March 17, 2018
Intercom’s messaging software-as-a-service solutions are trendy with companies for conversing with possible clients. The solutions have the possibility for use in the healthcare industry for talking with patients, but is Intercom HIPAA compliant? Can the business’s solutions be used in relation with electronic protected health information or would that be a violation of HIPAA Rules?
Is Intercom Ready to Sign a Business Associate Agreement?
HIPAA protected units and their companies are only allowed to use software products and facilities in relation with electronic protected health information if there are protections in place to protect the secrecy, integrity, and availability of ePHI. Any software platform should include audit and access controls and data should be properly safeguarded in transportation and at rest.
Prior to software-as-a-service can be used to transmit or store ePHI, a HIPAA protected unit should enter into a business associate agreement with the service supplier in which the business’s responsibilities under HIPAA are explained.
There are exclusions for certain service suppliers like ISPs. ISPs are exempted under the HIPAA Conduit Exception Rule. Messaging facilities such as those provided by Intercom are not exempted and business associate agreements would need to be obtained before the facility can be used.
In Intercom’s terms and conditions, it is made clear that Intercom doesn’t consider itself a business associate and will not sign a business associate agreement with HIPAA protected units. The firm also clarifies that the platform must not be used for gathering, storing, processing, or transmitting confidential private information.

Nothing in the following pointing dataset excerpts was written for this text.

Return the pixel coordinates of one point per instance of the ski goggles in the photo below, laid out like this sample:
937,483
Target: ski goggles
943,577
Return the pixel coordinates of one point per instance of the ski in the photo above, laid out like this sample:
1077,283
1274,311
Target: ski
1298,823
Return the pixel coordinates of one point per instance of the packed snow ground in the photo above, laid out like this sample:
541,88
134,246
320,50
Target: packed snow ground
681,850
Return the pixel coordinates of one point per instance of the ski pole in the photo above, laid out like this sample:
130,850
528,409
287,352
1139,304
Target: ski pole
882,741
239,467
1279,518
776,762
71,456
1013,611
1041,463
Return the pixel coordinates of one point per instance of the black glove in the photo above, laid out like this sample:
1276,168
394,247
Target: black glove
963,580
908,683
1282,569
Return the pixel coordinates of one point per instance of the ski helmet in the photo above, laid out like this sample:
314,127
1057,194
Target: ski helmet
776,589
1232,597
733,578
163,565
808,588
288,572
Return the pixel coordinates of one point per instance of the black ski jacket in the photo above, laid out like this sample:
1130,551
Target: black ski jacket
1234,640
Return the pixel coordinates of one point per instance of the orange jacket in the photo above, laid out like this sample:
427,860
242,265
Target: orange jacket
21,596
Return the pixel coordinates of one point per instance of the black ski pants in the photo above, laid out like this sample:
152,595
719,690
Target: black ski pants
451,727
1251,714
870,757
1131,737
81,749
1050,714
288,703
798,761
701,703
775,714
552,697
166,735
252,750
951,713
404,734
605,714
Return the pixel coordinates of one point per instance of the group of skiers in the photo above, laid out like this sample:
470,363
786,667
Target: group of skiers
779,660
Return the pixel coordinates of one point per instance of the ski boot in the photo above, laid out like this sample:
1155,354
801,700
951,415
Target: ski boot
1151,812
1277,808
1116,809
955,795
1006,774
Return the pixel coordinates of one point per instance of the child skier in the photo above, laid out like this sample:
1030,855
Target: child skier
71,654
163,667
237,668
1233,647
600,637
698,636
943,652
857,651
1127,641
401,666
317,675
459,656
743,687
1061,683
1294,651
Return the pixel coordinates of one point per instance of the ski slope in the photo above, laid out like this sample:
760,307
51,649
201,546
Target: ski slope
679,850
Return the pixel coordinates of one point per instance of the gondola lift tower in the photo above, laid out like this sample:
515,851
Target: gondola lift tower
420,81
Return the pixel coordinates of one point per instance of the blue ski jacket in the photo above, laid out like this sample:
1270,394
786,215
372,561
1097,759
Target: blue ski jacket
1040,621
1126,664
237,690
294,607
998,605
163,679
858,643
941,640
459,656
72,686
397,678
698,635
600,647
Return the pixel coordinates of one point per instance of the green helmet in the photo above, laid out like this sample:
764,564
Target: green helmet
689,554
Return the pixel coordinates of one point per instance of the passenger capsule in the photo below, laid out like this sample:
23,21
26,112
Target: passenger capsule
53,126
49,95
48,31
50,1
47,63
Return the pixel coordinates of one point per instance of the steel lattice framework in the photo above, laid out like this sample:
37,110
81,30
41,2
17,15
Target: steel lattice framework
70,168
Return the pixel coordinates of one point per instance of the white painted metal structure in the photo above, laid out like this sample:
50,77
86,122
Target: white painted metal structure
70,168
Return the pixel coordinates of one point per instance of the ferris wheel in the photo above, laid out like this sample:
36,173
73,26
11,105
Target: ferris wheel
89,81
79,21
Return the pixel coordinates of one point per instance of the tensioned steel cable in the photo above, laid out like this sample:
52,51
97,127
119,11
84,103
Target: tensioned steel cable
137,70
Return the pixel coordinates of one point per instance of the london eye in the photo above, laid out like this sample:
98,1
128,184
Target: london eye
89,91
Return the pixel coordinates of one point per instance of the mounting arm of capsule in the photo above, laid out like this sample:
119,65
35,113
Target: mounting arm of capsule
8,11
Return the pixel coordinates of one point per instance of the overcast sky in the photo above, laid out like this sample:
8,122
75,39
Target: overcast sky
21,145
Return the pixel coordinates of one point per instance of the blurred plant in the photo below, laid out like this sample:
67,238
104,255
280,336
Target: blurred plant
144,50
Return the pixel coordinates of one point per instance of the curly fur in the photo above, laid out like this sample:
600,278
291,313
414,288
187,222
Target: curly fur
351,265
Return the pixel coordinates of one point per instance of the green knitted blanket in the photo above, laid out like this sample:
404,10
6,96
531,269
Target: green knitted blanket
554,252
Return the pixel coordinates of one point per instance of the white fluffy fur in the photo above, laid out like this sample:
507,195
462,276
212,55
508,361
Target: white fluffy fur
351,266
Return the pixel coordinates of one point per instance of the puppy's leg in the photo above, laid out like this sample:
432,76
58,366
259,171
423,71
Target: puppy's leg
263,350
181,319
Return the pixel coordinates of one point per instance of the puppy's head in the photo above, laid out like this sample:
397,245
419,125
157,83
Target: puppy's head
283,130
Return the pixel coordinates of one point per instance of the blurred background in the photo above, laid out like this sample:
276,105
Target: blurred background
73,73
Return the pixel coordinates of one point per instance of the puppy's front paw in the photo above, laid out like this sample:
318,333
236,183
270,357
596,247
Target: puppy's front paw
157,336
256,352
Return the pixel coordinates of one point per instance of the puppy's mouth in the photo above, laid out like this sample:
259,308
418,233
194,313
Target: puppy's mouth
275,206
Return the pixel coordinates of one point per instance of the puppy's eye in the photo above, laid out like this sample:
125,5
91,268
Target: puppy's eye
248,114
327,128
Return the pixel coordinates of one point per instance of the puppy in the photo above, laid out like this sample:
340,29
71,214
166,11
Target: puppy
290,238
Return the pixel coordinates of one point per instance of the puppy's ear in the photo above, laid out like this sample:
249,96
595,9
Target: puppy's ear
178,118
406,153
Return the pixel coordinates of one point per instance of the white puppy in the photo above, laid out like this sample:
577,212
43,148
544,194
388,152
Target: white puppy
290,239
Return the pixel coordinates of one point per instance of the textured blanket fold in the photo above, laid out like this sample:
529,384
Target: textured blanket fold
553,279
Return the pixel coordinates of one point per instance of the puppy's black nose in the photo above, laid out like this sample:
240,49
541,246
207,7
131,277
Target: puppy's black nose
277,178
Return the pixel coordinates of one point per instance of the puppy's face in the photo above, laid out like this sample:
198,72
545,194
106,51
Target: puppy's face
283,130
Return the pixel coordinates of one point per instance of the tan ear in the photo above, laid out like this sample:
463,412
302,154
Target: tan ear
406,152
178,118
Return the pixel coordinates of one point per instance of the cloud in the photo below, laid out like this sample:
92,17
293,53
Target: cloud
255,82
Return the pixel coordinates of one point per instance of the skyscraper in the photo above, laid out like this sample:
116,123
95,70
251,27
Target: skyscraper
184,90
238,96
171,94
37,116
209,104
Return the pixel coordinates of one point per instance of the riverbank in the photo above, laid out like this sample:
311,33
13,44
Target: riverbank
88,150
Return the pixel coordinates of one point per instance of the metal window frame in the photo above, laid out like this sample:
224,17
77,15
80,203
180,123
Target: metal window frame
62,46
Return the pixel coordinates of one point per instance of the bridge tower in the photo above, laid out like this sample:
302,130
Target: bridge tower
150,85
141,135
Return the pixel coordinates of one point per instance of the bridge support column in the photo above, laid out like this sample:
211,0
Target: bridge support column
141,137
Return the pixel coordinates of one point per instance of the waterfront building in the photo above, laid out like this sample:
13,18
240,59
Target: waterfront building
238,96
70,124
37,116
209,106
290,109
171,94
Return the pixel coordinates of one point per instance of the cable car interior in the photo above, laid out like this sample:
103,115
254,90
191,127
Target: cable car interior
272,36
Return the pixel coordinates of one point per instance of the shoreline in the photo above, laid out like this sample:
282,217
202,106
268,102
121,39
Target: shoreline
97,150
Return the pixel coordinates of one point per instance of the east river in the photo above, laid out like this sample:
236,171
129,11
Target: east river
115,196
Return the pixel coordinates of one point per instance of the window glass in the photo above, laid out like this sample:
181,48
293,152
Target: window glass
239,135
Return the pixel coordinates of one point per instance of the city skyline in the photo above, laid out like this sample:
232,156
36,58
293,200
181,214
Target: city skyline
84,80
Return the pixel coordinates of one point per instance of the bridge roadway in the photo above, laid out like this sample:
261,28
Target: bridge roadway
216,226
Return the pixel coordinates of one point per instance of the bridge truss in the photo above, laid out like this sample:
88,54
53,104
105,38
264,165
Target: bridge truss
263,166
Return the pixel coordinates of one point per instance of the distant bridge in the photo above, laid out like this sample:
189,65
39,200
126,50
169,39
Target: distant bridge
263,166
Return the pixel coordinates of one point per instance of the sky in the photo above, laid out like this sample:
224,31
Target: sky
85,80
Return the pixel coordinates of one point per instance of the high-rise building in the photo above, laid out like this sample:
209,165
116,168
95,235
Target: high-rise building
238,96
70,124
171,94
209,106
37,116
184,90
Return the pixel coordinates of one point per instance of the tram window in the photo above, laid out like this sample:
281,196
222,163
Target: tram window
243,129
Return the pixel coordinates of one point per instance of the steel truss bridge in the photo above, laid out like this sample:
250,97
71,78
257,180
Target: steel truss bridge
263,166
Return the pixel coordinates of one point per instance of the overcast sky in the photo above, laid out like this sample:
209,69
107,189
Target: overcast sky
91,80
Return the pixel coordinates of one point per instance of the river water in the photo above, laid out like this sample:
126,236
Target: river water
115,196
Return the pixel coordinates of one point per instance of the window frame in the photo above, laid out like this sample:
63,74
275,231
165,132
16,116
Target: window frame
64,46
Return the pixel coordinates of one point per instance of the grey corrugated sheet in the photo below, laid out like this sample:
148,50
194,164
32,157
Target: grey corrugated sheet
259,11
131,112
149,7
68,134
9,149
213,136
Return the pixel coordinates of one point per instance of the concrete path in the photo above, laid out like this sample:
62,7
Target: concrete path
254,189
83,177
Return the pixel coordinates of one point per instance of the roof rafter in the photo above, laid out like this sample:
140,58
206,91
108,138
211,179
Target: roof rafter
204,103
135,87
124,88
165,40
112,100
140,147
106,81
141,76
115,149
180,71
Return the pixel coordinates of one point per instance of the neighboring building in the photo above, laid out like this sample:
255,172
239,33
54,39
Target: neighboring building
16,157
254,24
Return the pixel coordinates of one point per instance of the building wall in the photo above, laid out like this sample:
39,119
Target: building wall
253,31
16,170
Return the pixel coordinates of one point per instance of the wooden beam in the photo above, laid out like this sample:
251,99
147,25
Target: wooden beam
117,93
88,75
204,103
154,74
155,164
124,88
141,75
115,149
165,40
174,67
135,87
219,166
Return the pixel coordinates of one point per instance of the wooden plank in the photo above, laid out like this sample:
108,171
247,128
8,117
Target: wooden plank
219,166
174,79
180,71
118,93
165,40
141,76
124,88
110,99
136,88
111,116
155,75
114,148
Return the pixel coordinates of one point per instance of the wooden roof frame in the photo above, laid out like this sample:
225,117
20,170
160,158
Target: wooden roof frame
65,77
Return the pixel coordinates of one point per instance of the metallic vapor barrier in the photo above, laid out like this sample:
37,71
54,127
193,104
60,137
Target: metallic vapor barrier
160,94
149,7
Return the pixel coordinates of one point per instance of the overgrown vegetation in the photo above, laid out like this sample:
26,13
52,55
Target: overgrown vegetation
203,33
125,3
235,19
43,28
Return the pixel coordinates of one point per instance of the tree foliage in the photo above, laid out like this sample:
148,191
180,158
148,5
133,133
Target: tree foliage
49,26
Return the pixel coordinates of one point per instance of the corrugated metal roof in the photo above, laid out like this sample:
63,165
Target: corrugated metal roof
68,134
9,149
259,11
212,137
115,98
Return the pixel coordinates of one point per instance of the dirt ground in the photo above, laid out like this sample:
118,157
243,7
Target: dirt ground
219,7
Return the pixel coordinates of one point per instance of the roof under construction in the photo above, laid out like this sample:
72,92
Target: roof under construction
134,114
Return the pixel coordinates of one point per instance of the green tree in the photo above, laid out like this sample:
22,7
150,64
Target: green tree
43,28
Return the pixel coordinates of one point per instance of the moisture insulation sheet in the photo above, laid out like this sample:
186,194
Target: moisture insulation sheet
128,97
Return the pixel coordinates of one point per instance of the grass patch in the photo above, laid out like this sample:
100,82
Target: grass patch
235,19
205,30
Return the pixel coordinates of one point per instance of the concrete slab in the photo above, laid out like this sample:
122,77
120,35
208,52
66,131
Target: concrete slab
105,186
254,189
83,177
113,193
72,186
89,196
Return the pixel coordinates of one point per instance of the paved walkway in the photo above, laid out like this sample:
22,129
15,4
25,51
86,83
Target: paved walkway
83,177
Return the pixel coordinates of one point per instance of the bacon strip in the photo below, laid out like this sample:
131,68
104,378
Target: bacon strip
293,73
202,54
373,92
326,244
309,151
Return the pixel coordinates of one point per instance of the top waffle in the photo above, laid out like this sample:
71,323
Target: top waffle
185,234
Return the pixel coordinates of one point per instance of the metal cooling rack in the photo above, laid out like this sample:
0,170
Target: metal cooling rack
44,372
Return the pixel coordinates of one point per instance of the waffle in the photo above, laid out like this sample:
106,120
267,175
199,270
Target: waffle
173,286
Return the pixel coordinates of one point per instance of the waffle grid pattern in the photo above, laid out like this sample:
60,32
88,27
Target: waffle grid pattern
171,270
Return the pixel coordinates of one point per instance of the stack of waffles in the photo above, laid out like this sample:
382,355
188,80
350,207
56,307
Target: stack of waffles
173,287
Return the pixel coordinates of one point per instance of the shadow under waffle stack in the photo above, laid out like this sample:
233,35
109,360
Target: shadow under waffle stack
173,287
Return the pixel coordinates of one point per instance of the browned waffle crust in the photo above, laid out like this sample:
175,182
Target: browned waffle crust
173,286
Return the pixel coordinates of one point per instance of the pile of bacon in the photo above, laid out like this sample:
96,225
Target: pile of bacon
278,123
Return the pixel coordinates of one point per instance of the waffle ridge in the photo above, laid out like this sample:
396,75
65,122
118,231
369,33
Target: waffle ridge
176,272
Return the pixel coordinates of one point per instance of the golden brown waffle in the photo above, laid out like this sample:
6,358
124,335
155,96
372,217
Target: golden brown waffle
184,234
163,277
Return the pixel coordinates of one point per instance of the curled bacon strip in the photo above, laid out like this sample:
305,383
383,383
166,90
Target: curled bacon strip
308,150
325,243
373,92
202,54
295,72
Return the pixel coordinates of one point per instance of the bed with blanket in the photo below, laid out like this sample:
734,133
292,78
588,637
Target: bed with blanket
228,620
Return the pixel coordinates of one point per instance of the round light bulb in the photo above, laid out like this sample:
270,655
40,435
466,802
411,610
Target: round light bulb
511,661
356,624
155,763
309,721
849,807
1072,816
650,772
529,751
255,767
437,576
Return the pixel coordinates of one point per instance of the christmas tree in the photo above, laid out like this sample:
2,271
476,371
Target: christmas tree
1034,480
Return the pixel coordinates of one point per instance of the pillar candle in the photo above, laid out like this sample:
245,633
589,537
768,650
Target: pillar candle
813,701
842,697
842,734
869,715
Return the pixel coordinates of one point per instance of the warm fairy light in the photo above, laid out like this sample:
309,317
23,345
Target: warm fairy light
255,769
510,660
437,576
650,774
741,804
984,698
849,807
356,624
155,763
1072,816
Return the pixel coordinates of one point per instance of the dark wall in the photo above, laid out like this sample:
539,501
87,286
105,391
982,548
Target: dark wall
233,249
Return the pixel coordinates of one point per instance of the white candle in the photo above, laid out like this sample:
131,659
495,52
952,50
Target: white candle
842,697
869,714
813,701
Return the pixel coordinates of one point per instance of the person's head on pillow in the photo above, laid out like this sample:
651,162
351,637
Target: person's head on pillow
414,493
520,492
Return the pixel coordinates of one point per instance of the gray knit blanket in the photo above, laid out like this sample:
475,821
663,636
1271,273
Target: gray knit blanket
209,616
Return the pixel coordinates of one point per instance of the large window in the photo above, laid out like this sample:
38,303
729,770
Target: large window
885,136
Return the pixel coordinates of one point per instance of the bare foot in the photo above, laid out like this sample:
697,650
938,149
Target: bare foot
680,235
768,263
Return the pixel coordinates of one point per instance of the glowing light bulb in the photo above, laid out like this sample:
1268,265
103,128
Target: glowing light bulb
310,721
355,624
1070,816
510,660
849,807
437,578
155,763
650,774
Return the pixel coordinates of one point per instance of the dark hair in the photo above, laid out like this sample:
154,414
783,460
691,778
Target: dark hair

Is Intercom HIPAA Compliant?
Presently, Intercom doesn’t categorize itself as a business associate and will not sign a business associate agreement with HIPAA protected units and the platform doesn’t have the necessary secrecy and safety controls to be used in relation with electronic protected health information.
As a result, Intercom isn’t HIPAA compliant and must not be used by healthcare companies for sending or storing any ePHI.